I haven't ridden in years, but we all still dissolved into hysterics recalling the madcap, packed runs down farmers' lanes.

And I still love to run the rapids in a crusty aluminum Grumman canoe. In recent summers, I've been canoeing more weekends than not. Always, I think of the time about six of us teen-age girls went off to explore a "tributary" of the Jackson. We must have hauled those canoes down that dry creek bed for two hours.

All of these memories were dredged.

Oh, there were a few hints that time had passed, mostly on account of the sleep deprivation suffered by those of us who tried out our old bunk beds in the cabins.
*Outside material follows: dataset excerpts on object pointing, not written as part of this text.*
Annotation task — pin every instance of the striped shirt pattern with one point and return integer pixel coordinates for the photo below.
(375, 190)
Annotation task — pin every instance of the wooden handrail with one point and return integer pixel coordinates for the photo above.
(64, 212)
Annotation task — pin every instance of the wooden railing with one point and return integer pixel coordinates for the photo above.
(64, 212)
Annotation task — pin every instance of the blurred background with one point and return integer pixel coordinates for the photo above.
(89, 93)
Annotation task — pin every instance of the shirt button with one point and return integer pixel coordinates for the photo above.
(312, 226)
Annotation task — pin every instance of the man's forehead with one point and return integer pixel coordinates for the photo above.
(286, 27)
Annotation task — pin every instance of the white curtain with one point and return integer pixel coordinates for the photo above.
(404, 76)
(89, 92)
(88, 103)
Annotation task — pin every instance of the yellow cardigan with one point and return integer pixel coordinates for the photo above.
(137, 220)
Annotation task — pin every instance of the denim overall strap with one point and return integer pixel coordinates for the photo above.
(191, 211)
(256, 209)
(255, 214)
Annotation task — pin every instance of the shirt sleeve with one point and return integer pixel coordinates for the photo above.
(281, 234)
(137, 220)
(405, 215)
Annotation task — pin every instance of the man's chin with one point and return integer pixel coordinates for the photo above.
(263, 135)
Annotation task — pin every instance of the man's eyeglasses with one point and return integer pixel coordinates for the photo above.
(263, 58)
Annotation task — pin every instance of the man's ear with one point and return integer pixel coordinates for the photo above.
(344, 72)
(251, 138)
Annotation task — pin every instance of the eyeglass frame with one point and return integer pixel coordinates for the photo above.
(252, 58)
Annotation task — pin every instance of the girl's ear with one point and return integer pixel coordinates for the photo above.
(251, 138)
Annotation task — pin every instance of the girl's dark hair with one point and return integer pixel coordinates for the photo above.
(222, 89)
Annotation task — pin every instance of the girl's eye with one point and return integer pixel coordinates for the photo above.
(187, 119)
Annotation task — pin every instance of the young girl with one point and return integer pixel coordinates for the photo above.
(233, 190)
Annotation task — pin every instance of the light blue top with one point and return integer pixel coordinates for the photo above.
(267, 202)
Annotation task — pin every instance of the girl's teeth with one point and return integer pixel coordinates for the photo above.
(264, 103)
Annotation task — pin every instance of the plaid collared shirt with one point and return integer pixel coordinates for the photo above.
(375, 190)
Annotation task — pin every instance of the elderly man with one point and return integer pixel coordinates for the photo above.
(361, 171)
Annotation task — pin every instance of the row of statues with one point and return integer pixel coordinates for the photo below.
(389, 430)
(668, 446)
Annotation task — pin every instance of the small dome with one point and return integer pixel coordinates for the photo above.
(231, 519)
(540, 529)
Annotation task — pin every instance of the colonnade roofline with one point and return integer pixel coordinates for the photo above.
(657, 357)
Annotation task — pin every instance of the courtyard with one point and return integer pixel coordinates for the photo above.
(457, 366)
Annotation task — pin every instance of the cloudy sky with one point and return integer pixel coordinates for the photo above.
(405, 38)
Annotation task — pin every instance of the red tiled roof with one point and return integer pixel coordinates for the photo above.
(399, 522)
Cranky backs just don't take to those ticked mattresses like they once did.

I spent only 24 hours at the reunion, and arrived home in a drenching rain. But two nights later, as I talked to an aunt by phone, we found ourselves reflecting not only on the good time we'd had, but also on the good vibes that stretched into the week.

``I'm just a little calmer," she said.

We talked for a while, and my gaze drifted down to my cluttered desk, to two black-and-white photographs I rarely even notice. One was taken my first summer on the planet. My mom and her closest-in-age sister hold their tiny new daughters. In the second, my cousin Shawn and I are about 3, toddlers holding hands.

Both were taken at Camp Appalachia.

Like Mom and Dad, camp's always been there. And though I hadn't thought about it in recent years, I realize that communing with the place and its people makes me feel a little more peaceful. Just like I feel after a good talk with Mom or Dad.